Sunday, October 16, 2011

A wee drive in the country

After five and a half years working on the Eagle Downs project, I decided it was time for a change of scene. The whole point of being a geologist is to travel and see new rocks, and I'd been staring at the same coal seams since 2006. So I found a new job starting in November, and finished at Eagle Downs on Friday 14th October.

Gerald the Herald came to Moranbah in 2008. The company had provided a house with a huge garage, so the wee red terror was hauled out of storage in New Zealand, shipped to Brisbane and driven north to the Coalfields. I took three days for that journey because the car hadn't been used in several years and I wanted to take it slow in case anything wasn't working properly. As it turned out, Gerald was in rude health and never missed a beat.

Three years on, we were heading south again.

We sneaked out of Moranbah at 0525 on Saturday morning, as I wanted to get as much of the first day's journey out of the way before the heat built up. The sky was already light, and an orange sun rose above the clouds as we passed Eagle Downs. The first part of the drive was slow because of mist, and passing traffic threw up sprays of dirty water. We stopped at Dysart, the first town on the road south so I could clean the windscreen, and then headed out down the Golden Mile Rd.

The most worrying leg of the journey is officially called the "Suttor Developmental Road". but everyone calls it the Beef Road. It's about 250km in total, with no towns, settlements or rest stops. And no phone coverage. Break down on the Beef Road, and you'd better hope someone stops and helps you. As it turned out, the Beef Road section was uneventful. Just boring. The stretch from the Golden Mile Rd intersection to the Capricorn Highway is about 140km, or about an hour and a half at Gerald speeds. No towns, just signs and driveways every few kilometres, leading to farmhouses somewhere over the horizon. We were squeezed off the road by wide loads of mining equipment on its way north, and passed frequent patches of charred bush, burned either by farmers to control scrub, or by lightning. It was with a sense of relief that we reached Dingo. From then, we wouldn't be so isolated.

The Capricorn Highway runs east-west and is just about on the Tropic of Capricorn. We headed east, so the tropics were to our left. They don't look any different to the rest of inland Queensland, just flat or gently rolling brown grasslands, scrubby trees and stands of grey-green eucalypts. It's a landscape that the eye can struggle to focus on simply because there is so little to see. A landscape that only emphasises how big the sky is. After an hour or so, we turned south again onto the "Country Way", the Queensland section of New South Wales' New England Highway, which reaches all the way to the Blue Mountains west of Sydney, about 1500km south.

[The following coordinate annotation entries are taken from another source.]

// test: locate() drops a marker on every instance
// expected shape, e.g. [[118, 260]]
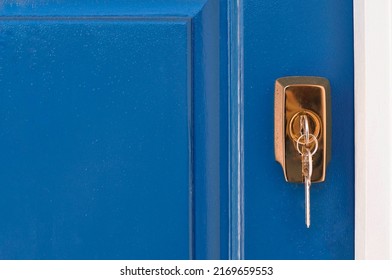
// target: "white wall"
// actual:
[[373, 128]]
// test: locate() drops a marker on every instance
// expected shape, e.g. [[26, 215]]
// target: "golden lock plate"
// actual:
[[296, 96]]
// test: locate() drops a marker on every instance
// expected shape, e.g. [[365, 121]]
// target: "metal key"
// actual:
[[307, 161], [307, 169]]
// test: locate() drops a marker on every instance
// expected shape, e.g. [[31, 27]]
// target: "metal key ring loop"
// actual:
[[314, 140]]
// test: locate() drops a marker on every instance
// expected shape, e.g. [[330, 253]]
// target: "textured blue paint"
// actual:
[[284, 38], [95, 140], [101, 7], [113, 125], [210, 131]]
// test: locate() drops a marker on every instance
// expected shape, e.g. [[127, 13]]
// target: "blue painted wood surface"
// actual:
[[288, 38], [113, 130]]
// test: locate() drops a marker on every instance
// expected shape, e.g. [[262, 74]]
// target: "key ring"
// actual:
[[314, 139]]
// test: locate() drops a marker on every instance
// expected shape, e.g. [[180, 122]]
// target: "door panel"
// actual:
[[109, 146], [308, 38]]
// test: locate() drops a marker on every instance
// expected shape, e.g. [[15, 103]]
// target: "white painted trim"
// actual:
[[373, 128]]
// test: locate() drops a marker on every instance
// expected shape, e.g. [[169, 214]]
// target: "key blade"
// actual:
[[307, 202]]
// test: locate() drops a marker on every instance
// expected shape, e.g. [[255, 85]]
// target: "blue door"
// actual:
[[297, 38], [116, 137]]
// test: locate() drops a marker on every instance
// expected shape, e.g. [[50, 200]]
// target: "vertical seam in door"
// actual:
[[236, 134]]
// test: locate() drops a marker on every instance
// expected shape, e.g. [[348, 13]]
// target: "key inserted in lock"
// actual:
[[303, 130], [295, 97]]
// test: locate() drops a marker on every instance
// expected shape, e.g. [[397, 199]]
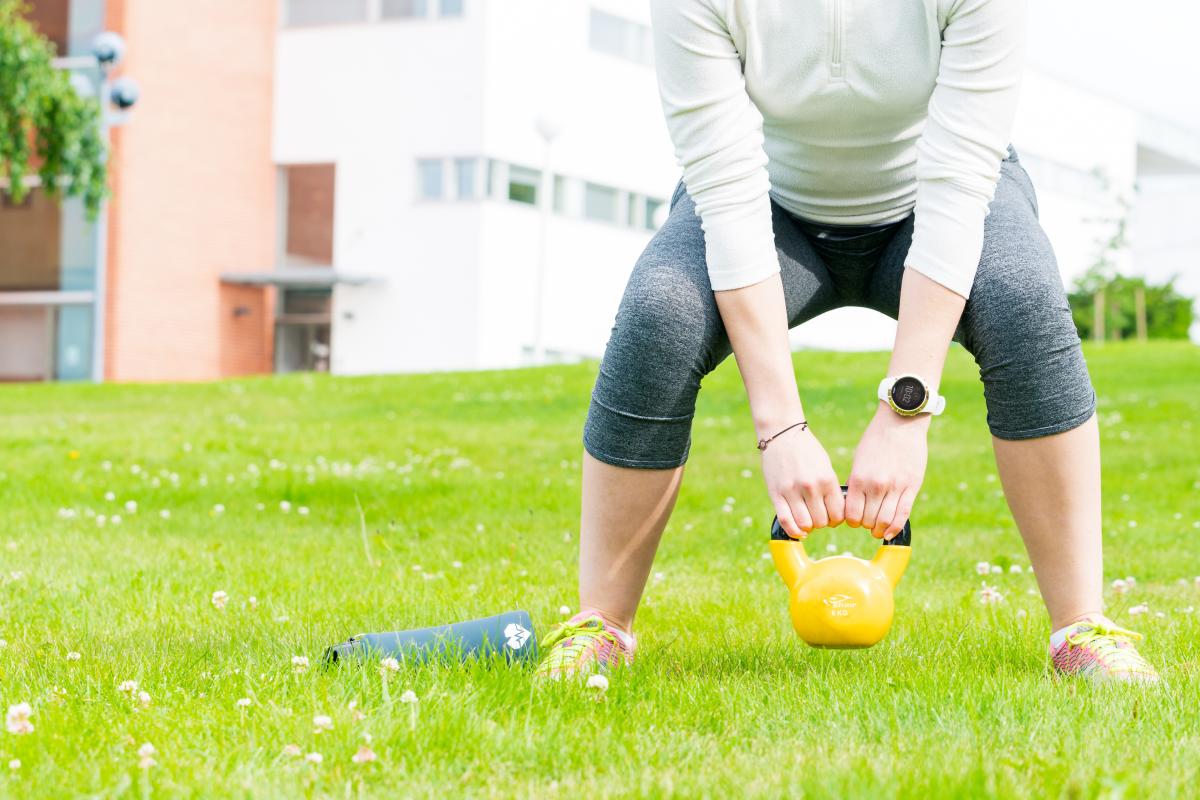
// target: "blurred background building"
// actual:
[[408, 185]]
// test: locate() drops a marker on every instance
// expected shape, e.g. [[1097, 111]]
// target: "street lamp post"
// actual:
[[549, 130], [115, 97]]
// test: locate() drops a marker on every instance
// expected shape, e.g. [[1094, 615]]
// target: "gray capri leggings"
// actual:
[[669, 332]]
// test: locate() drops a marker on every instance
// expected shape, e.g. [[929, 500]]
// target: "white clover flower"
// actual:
[[17, 720], [990, 595]]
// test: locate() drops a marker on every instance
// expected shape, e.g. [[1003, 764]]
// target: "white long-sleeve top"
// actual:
[[845, 112]]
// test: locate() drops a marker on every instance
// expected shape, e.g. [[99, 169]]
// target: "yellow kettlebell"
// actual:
[[840, 601]]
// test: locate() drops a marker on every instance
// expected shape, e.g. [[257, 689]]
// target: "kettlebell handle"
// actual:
[[904, 539]]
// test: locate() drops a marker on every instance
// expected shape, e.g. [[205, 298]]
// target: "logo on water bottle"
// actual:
[[516, 636]]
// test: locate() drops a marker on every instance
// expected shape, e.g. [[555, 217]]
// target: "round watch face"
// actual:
[[909, 394]]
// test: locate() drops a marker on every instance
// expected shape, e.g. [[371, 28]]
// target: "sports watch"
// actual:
[[910, 396]]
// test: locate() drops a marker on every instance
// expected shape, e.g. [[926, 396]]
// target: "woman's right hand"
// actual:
[[802, 483]]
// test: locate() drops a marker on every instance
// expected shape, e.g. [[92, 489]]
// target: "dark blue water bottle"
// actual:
[[509, 636]]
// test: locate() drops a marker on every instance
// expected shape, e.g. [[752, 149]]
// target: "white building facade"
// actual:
[[496, 168]]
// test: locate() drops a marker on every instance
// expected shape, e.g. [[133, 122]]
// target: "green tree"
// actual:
[[43, 120], [1169, 313]]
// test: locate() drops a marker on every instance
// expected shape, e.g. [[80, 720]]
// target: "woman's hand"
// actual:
[[802, 483], [889, 468]]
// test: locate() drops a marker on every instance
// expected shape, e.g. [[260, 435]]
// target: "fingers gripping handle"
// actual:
[[904, 539]]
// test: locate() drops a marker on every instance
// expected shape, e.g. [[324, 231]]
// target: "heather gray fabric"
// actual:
[[669, 334]]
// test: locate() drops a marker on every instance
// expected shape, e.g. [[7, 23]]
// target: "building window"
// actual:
[[429, 179], [299, 13], [561, 193], [400, 8], [523, 185], [599, 203], [465, 178], [622, 37], [310, 197], [652, 209]]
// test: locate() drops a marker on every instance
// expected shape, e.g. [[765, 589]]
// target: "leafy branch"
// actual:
[[45, 124]]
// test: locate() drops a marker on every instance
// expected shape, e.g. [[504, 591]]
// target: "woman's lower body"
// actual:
[[1017, 324]]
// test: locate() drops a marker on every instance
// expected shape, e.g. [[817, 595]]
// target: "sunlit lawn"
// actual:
[[127, 507]]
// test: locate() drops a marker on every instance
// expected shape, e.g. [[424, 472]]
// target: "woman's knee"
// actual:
[[666, 337], [1018, 324]]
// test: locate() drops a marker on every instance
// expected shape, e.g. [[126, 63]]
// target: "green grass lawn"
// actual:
[[469, 487]]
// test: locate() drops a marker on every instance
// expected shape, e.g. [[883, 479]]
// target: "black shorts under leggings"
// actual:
[[669, 332]]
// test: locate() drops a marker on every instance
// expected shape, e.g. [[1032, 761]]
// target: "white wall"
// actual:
[[611, 131], [372, 98], [457, 280]]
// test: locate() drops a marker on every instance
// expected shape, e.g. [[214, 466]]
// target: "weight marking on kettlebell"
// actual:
[[840, 601]]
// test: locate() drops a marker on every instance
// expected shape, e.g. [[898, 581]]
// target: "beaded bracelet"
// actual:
[[802, 425]]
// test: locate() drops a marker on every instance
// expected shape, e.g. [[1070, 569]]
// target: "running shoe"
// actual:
[[1102, 651], [585, 644]]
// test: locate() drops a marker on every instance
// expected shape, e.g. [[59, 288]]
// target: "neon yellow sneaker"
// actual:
[[583, 644], [1102, 651]]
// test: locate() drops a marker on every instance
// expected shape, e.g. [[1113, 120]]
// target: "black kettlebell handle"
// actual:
[[904, 539]]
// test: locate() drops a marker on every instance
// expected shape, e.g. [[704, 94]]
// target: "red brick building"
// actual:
[[139, 296]]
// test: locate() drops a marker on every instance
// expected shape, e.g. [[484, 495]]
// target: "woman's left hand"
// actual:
[[889, 468]]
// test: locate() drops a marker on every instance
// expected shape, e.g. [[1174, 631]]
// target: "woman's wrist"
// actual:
[[772, 420]]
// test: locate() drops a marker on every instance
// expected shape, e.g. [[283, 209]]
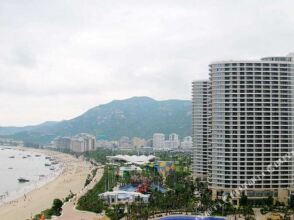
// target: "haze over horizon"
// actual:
[[60, 58]]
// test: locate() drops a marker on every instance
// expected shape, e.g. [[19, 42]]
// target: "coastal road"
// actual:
[[70, 213]]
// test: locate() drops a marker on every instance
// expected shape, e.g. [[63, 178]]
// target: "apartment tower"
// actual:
[[200, 125], [251, 126]]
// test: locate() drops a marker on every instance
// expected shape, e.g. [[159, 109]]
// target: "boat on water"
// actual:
[[23, 180]]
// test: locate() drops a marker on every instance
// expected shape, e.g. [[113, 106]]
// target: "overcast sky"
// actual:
[[59, 58]]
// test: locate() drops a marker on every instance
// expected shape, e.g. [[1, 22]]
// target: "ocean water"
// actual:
[[16, 164]]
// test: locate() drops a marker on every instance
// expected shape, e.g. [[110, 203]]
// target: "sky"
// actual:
[[58, 58]]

I was impressed at Gerald's fuel consumption. Half a tank to Dingo was great! Over the next hour though, I saw that the second half was disappearing a lot faster. Maybe the new fuel gauge wasn't as accurate as I'd hoped... so I decided to refuel at the first town, a tiny community called Dululu. Well, that was the plan, but when I got there I found that the service station had closed and the pumps were gone. Fxxk! Down to 1/4 tank now, but we had no choice but to keep going. We eventually found fuel at Jimna. They only had 91, so I put in $10, enough to get to Biloela and fill right up with 96. If we hadn't filled up at Jimna, Gerald would have been down to the last 2 litres!

From Biloela it was an easy drive to Cania Gorge, where I planned to camp for the night. We arrived in plenty of time to set up the tent and then drive down to the dam before doing one of the walks up the side gorges.

Finally it was time to sit back and enjoy a couple of Matilda Bay beers. The late afternoon sun dropped behind the cliffs, leaving clear skies slowly dimming and turning silver-yellow. The smells of damp earth and eucalyptus trees mixed with smoke from a camp fire. After a day of wind and engine noise, the sounds were the quiet conversations of other campers, evening birdsong and the buzz and chirp of insects. It felt as though the world was letting its breath out.

Later, I stood outside the tent in the dark. No wind, the only sounds were music and laughter. The sky was the stage tonight. Clear and bright, Scorpio above us, a satellite cruising past. The horizon flashed constantly with the echoes of lightning far away. No sound, just light, someone else's battle, somewhere outside the Gorge.

Cars don't sleep. They either move or they are silent. That night I dreamt for both of us.